Adjustment for a Known Unmeasured Confounder
From the literature on genetic malaria resistance in the simulated population: resistance reduces malaria risk by approximately -10, prevalence among net users is ~26%, and prevalence among non-net users is ~5%.
Show code
adjusted_estimates <- boot_estimate %>%
select(.estimate, .lower, .upper) %>%
unlist() %>%
adjust_coef_with_binary(
exposed_confounder_prev = 0.26,
unexposed_confounder_prev = 0.05,
confounder_outcome_effect = -10
)
adjusted_estimates# A tibble: 3 × 4
effect_adjusted effect_observed exposure_confounder_e…¹ confounder_outcome_e…²
<dbl> <dbl> <dbl> <dbl>
1 -10.4 -12.5 0.21 -10
2 -11.3 -13.4 0.21 -10
3 -9.58 -11.7 0.21 -10
# ℹ abbreviated names: ¹exposure_confounder_effect, ²confounder_outcome_effectAdjusted estimate: -10.5 (95% CI -11.3, -9.6). The true simulated effect is -10. The unadjusted IPW estimate of -12.6 was biased upward in magnitude by the unmeasured genetic resistance confounder.
Key Takeaways
- The raw difference in means (-16.4) and the IPW-adjusted estimate (-12.6) are both wrong. The true effect is -10. A correctly executed propensity score analysis still fails when the DAG is misspecified.
- Propensity scores summarize all confounder information into a single scalar. Conditioning on the propensity score achieves approximate random assignment conditional on the assumed DAG being correct.

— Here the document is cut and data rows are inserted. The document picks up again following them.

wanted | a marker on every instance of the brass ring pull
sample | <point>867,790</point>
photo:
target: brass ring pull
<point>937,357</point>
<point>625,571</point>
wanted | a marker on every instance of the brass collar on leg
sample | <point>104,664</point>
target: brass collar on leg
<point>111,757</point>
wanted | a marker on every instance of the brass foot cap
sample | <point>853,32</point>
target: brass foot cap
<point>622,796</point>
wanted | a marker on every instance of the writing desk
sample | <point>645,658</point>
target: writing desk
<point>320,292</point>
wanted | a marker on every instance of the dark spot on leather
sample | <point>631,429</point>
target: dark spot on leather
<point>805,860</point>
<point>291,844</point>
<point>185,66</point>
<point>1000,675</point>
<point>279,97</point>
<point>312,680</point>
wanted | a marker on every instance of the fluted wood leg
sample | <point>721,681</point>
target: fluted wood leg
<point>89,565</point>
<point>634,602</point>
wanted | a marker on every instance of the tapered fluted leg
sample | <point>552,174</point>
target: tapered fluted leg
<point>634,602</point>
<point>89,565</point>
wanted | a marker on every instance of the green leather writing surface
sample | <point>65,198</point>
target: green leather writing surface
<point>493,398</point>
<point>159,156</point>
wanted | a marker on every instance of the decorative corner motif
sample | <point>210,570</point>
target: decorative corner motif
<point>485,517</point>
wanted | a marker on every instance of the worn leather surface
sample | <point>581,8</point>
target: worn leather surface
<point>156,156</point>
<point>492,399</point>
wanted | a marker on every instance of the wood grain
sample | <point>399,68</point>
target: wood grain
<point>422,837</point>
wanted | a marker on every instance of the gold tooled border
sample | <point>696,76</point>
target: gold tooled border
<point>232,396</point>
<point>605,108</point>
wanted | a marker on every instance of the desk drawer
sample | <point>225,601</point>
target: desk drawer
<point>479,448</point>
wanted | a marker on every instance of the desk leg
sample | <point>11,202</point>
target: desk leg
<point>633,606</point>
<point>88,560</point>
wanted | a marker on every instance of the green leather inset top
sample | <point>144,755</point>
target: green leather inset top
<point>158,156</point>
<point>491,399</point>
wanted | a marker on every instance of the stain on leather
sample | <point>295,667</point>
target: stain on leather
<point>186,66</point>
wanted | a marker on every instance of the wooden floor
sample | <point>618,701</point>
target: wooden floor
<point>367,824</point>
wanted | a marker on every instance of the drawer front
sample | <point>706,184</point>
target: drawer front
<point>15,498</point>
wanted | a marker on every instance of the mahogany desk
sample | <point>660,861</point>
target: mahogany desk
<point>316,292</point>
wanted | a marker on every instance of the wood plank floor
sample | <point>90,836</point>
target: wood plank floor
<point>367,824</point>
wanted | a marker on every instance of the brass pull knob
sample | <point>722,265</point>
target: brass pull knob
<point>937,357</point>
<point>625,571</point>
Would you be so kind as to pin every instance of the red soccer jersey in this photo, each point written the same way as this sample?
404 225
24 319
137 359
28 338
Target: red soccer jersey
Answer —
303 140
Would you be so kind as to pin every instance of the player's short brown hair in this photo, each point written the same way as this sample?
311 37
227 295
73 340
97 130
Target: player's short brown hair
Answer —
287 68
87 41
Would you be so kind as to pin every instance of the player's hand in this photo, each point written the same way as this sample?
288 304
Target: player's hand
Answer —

- IPW standard errors from
lm()treat weights as fixed. The full propensity model must be re-estimated inside every bootstrap resample for correct interval coverage. - SMD < 0.1 after weighting is necessary but not sufficient. It confirms balance on observed confounders and says nothing about unmeasured ones.
- Sensitivity analysis is not a post-hoc check. It characterizes the boundary conditions under which the conclusion changes and forces an explicit assessment of whether those conditions are plausible.
- The six-step framework is a discipline for making assumptions transparent and testable, not a guarantee of a correct answer.